Hello everyone. I’m having some difficulty setting up a VLAN for my home network which is my test bed for works network. I have a PfSense with 2 NICs (one LAN and one WAN). It connects to a normal dumb switch (PoE) then to the Ubnt AP AC Pro. I’ve followed Toms video “DL4vMLgBrYI” but the system on there is outdated. So much has changed in the new UBNT controller software. I am able to follow along and make changes as needed for the PfSense, but when I get to adding the WiFi network on the ubnt controller, there is no option to tag the VLAN there. I did learn that you must do this under “Network” now, so followed along on another video “r4C2yu2wLI4” that shows tagging the VLAN there. However that video shows being able to set the Network as “VLAN Only”. That option is only if you have a USW which I do not. I’m not sure if I’m missing something or if it’s just not possible without a smart switch any longer. Any help is appreciated. Thanks, Scott.
What you are doing sounds like a good way to lose your day !
If you want vlans buy a switch, you can get them cheap.
If you want to use your dumb switch, stick everything on the LAN. Maybe your AP allows guest mode, which might work. Trying to fudge your network to do something that it’s not setup to do may or may not work.
Many non-managed / not VLAN aware switches do not pass VLAN tagged traffic.
Now that makes sense Tom. I’ve always thought a dumb switch passed all traffic, but if it’s blocking the tagging that would explain it. I’ll have to rework the home net to work around that. I can add second LAN port to the PfSense to plug the AP into so it can bypass the switch.
Thanks guys. 
If you set up “guest isolation” on your guest network in Unifi and assign that network to your guest SSID, it’s almost like having a VLAN for that network. All the traffic will really be on your LAN (which your dumb switch will support) but when the Unifi IP gets a packet from a device trying to go to another internal device, it just drops the packet at the AP. It never sees the firewall.
My experience is that every “dumb” switch I have used (made in the last 20 years) are configured at the factory in “vlan transparent” mode. Meaning that they care nothing about what is in the ethernet frame following the dst mac and src mac. So they can’t remove vlan tags, they just get passed along unchanged like every other ethtype.
What brand/model is the PoE dumb switch?
I don’t know if the UAP-AC-Pro came with a power injector or not. If it did, you could connect your “configured” UAP-AC-Pro directly to the “PoE” port of the injector, and the LAN port directly to the pfSense LAN port with vlan subinterface configured. If the tagged vlan works through the injector, but not through the PoE switch, then the switch is not vlan-transparent, and is filtering out tagged frames, but that is more the exception than the rule.
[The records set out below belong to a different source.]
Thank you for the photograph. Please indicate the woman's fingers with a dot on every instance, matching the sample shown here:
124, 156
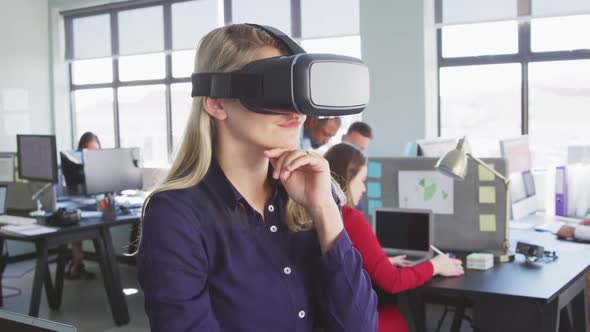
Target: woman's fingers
286, 161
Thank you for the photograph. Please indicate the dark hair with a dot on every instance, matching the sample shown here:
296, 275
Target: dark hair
86, 138
361, 128
345, 160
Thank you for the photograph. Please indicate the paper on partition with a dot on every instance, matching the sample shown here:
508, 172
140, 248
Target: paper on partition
426, 190
373, 204
487, 222
15, 99
373, 189
484, 174
6, 169
487, 194
374, 169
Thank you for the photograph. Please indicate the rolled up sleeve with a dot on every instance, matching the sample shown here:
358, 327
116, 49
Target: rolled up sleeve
344, 289
172, 269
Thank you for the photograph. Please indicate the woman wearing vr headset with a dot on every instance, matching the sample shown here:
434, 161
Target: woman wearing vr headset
348, 164
245, 233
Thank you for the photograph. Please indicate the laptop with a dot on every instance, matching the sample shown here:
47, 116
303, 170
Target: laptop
10, 220
13, 322
405, 232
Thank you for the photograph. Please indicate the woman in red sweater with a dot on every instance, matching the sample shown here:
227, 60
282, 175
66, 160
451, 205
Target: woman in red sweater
348, 166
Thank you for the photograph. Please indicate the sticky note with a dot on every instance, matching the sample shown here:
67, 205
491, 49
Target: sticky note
373, 204
487, 222
374, 169
487, 194
374, 190
484, 174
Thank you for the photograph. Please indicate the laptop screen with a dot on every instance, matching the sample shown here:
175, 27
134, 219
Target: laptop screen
405, 230
3, 200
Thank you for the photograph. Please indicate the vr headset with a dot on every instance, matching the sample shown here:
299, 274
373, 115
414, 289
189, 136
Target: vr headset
312, 84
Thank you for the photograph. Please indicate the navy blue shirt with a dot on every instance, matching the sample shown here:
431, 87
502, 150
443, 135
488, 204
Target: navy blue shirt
209, 262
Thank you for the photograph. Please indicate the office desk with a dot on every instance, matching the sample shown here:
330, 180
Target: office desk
94, 229
516, 296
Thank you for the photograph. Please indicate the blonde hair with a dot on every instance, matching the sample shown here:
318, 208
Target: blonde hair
224, 49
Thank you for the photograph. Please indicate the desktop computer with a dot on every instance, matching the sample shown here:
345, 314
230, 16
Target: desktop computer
111, 170
37, 162
72, 168
7, 167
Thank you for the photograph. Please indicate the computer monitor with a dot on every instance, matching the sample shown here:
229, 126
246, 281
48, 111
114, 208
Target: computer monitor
3, 198
6, 167
13, 322
111, 170
404, 231
517, 153
37, 158
72, 168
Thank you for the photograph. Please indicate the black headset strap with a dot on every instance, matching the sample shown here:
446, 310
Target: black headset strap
226, 85
285, 41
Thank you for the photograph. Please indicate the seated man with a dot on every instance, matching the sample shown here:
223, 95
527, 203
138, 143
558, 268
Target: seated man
360, 135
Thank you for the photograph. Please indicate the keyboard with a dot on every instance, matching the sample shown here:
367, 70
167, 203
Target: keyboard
14, 220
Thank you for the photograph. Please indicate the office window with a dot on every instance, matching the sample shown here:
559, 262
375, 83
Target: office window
561, 7
142, 121
94, 112
463, 11
326, 18
276, 13
350, 46
132, 60
482, 102
183, 63
181, 108
142, 67
92, 36
191, 20
560, 33
92, 71
136, 35
480, 39
524, 61
559, 109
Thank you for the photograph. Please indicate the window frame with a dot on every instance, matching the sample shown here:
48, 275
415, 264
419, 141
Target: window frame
524, 56
112, 10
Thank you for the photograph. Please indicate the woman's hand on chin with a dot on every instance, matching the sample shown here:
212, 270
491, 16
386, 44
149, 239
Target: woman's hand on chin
305, 175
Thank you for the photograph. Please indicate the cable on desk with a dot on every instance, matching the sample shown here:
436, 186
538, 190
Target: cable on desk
18, 276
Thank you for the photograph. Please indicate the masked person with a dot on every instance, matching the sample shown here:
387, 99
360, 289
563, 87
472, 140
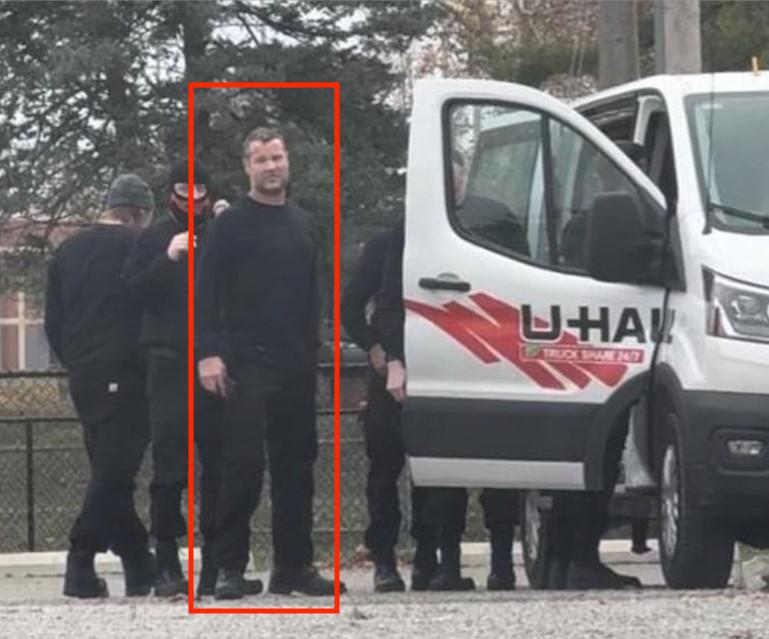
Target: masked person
257, 316
384, 438
157, 273
92, 325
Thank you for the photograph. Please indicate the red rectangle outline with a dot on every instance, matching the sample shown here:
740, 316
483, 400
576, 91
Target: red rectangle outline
191, 86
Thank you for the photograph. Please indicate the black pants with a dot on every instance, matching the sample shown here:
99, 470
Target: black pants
447, 512
582, 518
110, 402
167, 393
274, 412
386, 454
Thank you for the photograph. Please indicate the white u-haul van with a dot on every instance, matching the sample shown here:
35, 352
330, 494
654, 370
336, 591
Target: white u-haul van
558, 286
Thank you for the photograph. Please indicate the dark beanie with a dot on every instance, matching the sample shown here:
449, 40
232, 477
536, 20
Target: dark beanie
178, 174
130, 190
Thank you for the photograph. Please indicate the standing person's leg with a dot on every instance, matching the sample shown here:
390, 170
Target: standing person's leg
209, 422
111, 406
591, 522
242, 475
447, 508
386, 455
167, 395
500, 510
425, 534
292, 441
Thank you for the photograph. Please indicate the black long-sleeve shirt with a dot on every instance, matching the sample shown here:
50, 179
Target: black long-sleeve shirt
160, 284
256, 295
390, 313
364, 284
90, 316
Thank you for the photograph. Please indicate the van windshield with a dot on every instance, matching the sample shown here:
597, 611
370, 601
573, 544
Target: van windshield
730, 135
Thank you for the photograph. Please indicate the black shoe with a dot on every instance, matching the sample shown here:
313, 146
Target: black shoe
139, 573
229, 585
80, 579
207, 578
387, 579
500, 581
307, 581
423, 570
597, 576
449, 580
170, 581
208, 588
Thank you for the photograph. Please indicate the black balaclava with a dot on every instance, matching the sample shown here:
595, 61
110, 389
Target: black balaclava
203, 206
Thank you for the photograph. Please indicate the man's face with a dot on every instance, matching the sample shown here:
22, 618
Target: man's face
267, 167
201, 198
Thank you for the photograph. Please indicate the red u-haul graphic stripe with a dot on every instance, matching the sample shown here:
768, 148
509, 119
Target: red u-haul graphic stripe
500, 336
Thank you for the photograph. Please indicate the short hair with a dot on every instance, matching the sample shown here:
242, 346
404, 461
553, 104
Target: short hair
262, 134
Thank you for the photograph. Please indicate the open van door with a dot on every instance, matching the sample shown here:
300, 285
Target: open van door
519, 361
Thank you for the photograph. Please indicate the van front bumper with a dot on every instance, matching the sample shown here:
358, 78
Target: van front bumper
727, 451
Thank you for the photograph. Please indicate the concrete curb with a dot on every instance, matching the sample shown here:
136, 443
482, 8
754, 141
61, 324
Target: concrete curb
474, 554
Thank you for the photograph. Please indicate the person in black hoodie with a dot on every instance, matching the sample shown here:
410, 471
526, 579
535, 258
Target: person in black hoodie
93, 328
157, 274
257, 316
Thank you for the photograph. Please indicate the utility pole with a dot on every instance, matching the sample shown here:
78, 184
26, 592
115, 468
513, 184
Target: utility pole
617, 42
677, 43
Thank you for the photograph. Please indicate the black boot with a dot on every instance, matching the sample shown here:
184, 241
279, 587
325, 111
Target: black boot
80, 579
386, 577
306, 580
230, 584
170, 580
139, 572
448, 576
593, 575
425, 565
502, 575
208, 579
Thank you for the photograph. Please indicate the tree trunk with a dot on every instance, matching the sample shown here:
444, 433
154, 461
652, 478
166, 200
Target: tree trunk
678, 47
617, 43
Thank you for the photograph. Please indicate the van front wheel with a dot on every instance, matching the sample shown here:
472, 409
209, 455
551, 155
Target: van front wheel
696, 550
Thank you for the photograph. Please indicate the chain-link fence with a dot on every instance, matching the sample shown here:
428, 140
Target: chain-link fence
44, 468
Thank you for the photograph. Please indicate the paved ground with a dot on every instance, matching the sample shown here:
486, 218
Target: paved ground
31, 606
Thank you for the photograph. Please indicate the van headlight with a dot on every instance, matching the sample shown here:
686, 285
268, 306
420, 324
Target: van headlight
736, 309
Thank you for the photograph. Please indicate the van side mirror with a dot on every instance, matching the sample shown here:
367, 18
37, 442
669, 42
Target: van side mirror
622, 245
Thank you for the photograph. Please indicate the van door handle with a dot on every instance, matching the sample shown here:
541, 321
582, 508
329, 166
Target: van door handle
444, 282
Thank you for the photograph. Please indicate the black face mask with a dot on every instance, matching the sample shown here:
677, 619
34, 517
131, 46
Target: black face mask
182, 219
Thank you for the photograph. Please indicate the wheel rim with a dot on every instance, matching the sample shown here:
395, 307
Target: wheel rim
670, 501
533, 525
Also, the ER-X switch, when not configured as vlan-aware, is vlan-transparent; it will pass tagged ethernet frames as-is. When it is vlan-aware, then it will only pass the tagged frames that are defined on each switch-port. E.g. if you configure every port as an access port for vlan 1, it will pass only untagged frames (I did not test for vlan 0 priority tag only frames, so I don’t know it those would be passed or not).
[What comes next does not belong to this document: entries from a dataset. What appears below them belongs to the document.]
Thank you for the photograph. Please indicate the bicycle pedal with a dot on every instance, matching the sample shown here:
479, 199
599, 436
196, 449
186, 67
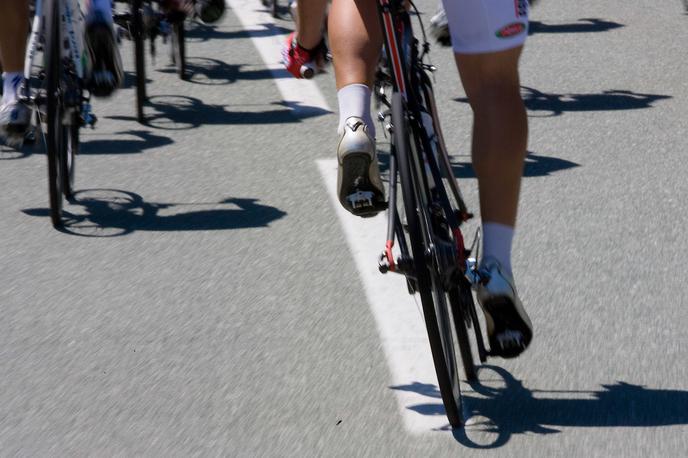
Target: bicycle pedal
360, 199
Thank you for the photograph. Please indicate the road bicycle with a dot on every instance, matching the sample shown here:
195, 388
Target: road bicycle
430, 250
57, 93
146, 20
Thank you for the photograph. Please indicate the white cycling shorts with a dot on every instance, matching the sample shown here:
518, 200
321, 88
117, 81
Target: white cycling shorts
483, 26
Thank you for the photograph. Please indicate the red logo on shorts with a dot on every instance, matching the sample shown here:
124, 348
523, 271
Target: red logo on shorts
511, 30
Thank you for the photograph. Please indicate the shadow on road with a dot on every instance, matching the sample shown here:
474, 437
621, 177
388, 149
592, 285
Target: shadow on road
511, 408
585, 25
177, 112
558, 104
112, 212
213, 72
199, 32
146, 140
130, 80
535, 165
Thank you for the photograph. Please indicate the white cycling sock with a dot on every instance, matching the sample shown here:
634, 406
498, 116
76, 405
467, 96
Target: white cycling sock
104, 7
354, 100
10, 86
497, 240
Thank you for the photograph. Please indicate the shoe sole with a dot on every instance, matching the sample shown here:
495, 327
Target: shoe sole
102, 47
505, 316
354, 171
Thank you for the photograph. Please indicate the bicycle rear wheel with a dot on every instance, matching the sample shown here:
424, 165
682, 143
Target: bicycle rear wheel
139, 36
461, 299
433, 298
179, 48
55, 139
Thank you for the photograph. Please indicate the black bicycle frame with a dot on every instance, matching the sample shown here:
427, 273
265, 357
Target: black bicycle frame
408, 76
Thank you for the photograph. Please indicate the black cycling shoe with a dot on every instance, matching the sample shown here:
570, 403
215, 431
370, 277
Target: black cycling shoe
209, 11
105, 74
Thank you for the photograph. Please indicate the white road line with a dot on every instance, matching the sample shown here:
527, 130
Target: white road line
398, 317
300, 95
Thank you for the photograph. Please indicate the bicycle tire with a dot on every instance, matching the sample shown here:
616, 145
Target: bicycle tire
179, 48
448, 382
139, 57
55, 142
461, 315
68, 158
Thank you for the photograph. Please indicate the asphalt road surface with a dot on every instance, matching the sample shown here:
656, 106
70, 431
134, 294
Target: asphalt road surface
207, 298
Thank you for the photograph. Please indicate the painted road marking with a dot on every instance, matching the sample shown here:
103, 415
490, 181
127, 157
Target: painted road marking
398, 317
300, 95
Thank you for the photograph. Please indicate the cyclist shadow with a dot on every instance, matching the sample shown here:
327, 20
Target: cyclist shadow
113, 212
584, 25
199, 32
558, 104
177, 112
500, 412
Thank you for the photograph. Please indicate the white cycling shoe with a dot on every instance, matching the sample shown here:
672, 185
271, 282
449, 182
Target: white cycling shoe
509, 328
359, 185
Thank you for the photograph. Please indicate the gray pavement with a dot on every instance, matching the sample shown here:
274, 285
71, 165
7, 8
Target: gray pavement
203, 300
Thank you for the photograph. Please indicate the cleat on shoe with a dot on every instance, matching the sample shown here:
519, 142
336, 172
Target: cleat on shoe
509, 328
360, 188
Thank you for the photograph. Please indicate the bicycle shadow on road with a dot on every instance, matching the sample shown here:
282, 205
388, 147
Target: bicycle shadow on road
584, 25
558, 104
535, 165
144, 140
494, 414
177, 112
207, 71
113, 212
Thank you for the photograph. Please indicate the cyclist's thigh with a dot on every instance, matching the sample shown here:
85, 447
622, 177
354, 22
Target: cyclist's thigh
486, 26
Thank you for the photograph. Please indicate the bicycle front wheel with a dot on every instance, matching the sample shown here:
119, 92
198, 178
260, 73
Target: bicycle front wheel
436, 313
179, 48
68, 157
139, 36
55, 139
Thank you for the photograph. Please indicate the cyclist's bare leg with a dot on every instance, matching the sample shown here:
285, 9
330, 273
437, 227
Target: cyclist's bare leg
356, 41
500, 130
15, 116
14, 24
311, 15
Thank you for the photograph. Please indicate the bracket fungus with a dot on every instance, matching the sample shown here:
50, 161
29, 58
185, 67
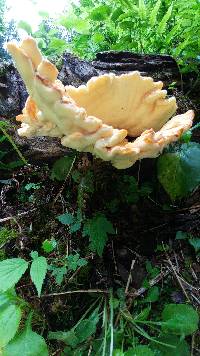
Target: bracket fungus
98, 117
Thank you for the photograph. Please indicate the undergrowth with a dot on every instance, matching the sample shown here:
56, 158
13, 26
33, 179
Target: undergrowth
64, 256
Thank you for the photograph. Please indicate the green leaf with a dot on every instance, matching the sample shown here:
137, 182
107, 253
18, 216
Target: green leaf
116, 13
154, 13
38, 272
143, 315
142, 9
139, 351
10, 317
84, 329
100, 13
98, 229
74, 261
11, 271
27, 343
98, 37
34, 255
165, 19
179, 172
118, 352
179, 319
181, 347
58, 273
73, 221
49, 245
62, 167
152, 295
25, 26
195, 242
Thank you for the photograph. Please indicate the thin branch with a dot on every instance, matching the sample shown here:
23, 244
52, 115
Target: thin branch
74, 292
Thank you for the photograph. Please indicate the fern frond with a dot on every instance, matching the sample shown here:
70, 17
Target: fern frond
165, 19
154, 13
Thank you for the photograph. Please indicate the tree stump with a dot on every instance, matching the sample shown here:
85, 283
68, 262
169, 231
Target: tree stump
75, 72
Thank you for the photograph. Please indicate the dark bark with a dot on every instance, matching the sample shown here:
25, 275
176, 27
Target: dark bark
76, 72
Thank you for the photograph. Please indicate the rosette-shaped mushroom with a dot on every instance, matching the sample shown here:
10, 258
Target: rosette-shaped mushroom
99, 116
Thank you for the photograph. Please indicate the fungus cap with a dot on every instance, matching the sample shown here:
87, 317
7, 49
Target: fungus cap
97, 117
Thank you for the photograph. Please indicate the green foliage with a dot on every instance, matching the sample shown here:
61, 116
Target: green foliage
6, 142
153, 26
152, 295
69, 263
12, 342
10, 316
179, 319
74, 261
80, 332
27, 343
38, 272
49, 245
193, 241
181, 347
11, 271
98, 228
73, 221
179, 171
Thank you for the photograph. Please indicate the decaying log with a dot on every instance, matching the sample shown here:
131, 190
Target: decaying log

I had an ASUS N16 with Tomato that I used before switching over to an ER-X, and it had a built in 4 port Gb switch, but it was not vlan transparent. So only the untagged frames would pass through. But is supported vlan tagging, and every port by default was set to pvid 1 untagged.
All that said, I don’t recommend using dumb switches if you are using vlans. Because in essence every cable will then be configured as a trunk port, and that isn’t secure. Never do it in a business (at least if you keep your networking equipment physically secured from access, other wise it makes no difference, all your base are belong to us anyway.
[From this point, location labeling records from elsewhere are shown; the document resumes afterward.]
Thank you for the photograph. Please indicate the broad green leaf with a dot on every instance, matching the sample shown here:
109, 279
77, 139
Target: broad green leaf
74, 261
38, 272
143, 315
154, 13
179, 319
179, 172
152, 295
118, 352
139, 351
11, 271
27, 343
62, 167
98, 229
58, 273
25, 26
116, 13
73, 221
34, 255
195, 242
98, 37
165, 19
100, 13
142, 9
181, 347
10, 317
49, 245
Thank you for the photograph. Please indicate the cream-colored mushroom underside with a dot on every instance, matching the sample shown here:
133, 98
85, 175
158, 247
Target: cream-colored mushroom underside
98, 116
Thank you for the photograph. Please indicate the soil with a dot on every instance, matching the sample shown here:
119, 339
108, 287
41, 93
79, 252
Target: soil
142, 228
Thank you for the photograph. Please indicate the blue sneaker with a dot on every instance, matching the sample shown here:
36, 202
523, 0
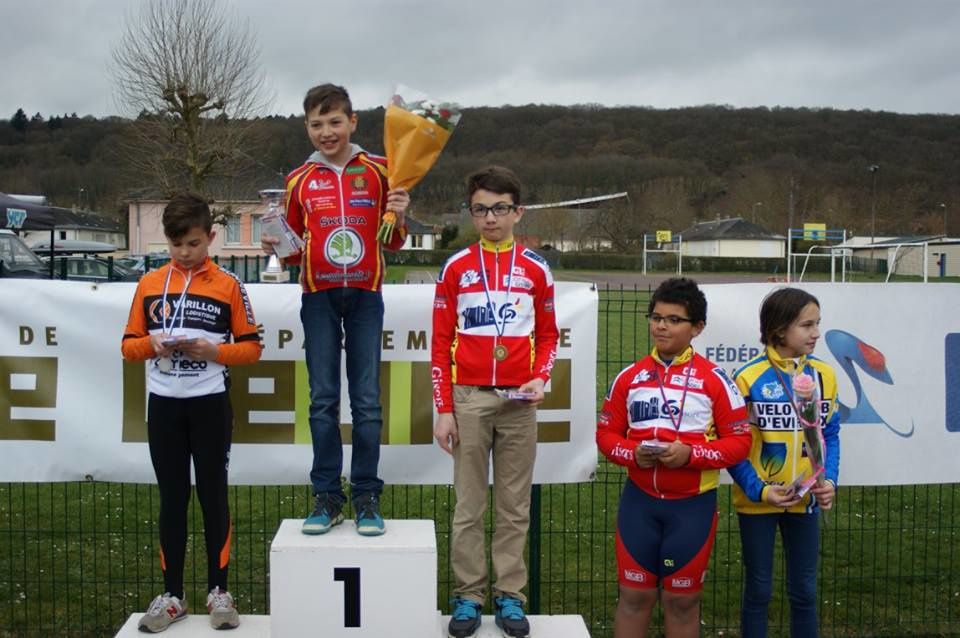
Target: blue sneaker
510, 618
327, 512
464, 619
369, 520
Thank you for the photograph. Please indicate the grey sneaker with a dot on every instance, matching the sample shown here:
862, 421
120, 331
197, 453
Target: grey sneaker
162, 612
222, 609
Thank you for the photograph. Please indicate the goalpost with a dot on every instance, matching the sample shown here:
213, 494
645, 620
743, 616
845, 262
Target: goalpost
831, 251
908, 258
660, 239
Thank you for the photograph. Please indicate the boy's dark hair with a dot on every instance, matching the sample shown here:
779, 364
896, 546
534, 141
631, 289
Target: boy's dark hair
186, 211
496, 179
328, 97
684, 292
779, 309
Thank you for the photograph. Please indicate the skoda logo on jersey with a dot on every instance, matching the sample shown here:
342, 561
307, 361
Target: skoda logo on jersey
343, 247
772, 391
320, 185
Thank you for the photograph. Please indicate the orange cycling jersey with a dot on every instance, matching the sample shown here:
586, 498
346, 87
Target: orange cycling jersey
206, 302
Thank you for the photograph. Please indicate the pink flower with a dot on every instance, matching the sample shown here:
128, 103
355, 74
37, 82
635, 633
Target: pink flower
804, 386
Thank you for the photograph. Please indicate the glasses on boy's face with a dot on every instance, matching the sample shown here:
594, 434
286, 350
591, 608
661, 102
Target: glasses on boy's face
670, 320
500, 209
At home, where you know who has access, it is common for most people not to have a dedicated management vlan, and guests only connect via a wireless connection. And that will work with a dumb vlan-transparent switch, but you won’t be able to connect a wired device to the “guest” vlan.
For $30 you can get a TL-SG108E 8 port Gb “smart” switch that is vlan-aware (but not business class).
I recommend taking a step back and look at the design. A router, PFSense, in your case can be programmed to pass traffic between vlans. As others stated, your non-managed switch will probably pass all traffic so why create a VLAN?
My UniFi system has a USG, managed switches and two Nano APs. The USG does the routing between VLans.
Truthfully, I don’t know what VLAN only does:-). In particular, when you specify that I think it doesn’t allow you to specify a DHCP range for the VLAN. As such plugging a computer into the VLAN didn’t work. I took a step back and asked what I was trying to do and determined to make a Guest vlan ie it could talk to the router, itself and the internet but not other vlans like the corp default Vlan=1.
My next migration is to replace USG with PFSense which is causing a bunch of questions about what I change in the UniFi controller so it doesn’t do something illogical. Eventually – nothing should run on the default subnet (VLAN=1 I think). I will have an IoT VLAN, Main computer VLAN and my Dante audio VLAN.
At EOD I recommend you design what the VLAN structure is and have a managed switch that plugs into your PFSense router. Then comes the fun.